In order to identify the root cause of a high-CPU issue, a performance monitor tool such as sysstat
must be enabled and running while the issue occurs. We need the sar
logs (included in the SOSREPORT
log bundle) from the time that the issue occurred.
Without the sar
logs, we can't establish a baseline for comparison when a performance issue occurs. This makes it challenging to determine how much performance has downgraded during peak usage periods.
If you are using third-party monitoring tools, provide details about these tools when you contact Microsoft Support. It's essential for support agents to understand the details, such as the definitions of metrics, when they compare that information to the data that's retrieved from native Linux command-line tools.

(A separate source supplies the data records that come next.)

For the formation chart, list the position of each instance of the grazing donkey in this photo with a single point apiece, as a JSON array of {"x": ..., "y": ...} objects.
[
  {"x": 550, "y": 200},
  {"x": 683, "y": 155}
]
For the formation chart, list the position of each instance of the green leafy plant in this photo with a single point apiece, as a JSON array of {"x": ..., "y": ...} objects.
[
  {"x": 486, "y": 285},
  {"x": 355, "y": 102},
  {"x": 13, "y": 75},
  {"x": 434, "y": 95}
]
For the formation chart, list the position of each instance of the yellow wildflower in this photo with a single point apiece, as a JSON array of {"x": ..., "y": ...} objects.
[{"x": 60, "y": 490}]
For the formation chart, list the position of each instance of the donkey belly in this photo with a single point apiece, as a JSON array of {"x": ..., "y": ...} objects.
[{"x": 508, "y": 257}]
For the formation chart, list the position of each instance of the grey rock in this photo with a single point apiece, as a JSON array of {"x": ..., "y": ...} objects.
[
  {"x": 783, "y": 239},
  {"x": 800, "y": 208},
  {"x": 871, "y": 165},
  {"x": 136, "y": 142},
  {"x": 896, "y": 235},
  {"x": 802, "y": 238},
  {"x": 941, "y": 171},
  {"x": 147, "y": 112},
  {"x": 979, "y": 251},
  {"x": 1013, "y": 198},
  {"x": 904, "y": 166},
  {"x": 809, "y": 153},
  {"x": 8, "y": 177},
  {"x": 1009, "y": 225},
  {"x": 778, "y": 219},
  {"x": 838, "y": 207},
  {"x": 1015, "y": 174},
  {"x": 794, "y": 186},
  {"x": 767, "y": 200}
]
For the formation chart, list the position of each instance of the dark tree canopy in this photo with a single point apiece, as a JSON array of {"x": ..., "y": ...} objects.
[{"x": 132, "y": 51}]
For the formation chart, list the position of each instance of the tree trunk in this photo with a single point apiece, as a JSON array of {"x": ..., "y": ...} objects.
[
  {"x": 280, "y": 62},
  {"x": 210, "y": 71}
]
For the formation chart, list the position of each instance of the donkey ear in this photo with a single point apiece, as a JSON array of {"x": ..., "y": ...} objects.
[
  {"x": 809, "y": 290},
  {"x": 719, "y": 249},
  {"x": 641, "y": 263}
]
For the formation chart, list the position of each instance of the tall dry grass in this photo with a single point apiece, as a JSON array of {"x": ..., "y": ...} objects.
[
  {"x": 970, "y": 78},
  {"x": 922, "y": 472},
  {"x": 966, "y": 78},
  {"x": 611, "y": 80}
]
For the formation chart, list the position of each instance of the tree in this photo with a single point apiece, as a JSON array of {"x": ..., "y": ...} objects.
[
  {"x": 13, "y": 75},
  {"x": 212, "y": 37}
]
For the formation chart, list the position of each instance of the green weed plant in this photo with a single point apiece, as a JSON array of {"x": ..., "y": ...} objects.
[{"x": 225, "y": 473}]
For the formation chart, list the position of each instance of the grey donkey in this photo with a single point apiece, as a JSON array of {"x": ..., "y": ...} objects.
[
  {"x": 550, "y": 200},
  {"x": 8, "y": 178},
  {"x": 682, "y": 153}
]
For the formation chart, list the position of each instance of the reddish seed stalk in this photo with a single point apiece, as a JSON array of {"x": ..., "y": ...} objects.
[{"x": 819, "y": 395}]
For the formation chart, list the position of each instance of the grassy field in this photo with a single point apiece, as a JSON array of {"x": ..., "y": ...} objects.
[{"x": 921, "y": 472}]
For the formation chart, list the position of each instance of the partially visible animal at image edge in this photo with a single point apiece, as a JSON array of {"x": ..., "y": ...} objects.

The VM is currently experiencing high CPU usage. How can I identify the root cause?
You can use tools such as top
and ps
to identify the issue, as explained earlier.
I've identified the high CPU process. Is it possible to debug it?
To retrieve the list of threads, you can use the following script. It shows the stack of each thread of top three high CPU processes:
for H_PID in $(ps -eo pcpu,pid,ppid,user,args | sort -k1 -r | grep -v PID | head -3 | awk '{print $2}'); do ps -Llp $H_PID; sudo cat /proc/$H_PID/stack; echo; done
A high CPU issue occurs intermittently and persists briefly every few minutes. We have the sosreport
that has sysstat
enabled. How can I check the sar log to identify the root cause?
The default sar
collection interval is 10 minutes. If the issue is occurring in too short an interval or too briefly, sar
might not reveal the problem because the metric result is aggregated.
If the default 10-minute interval isn't providing the necessary resolution, you can adjust the sar
time interval to make it more suitable for diagnosing the problem.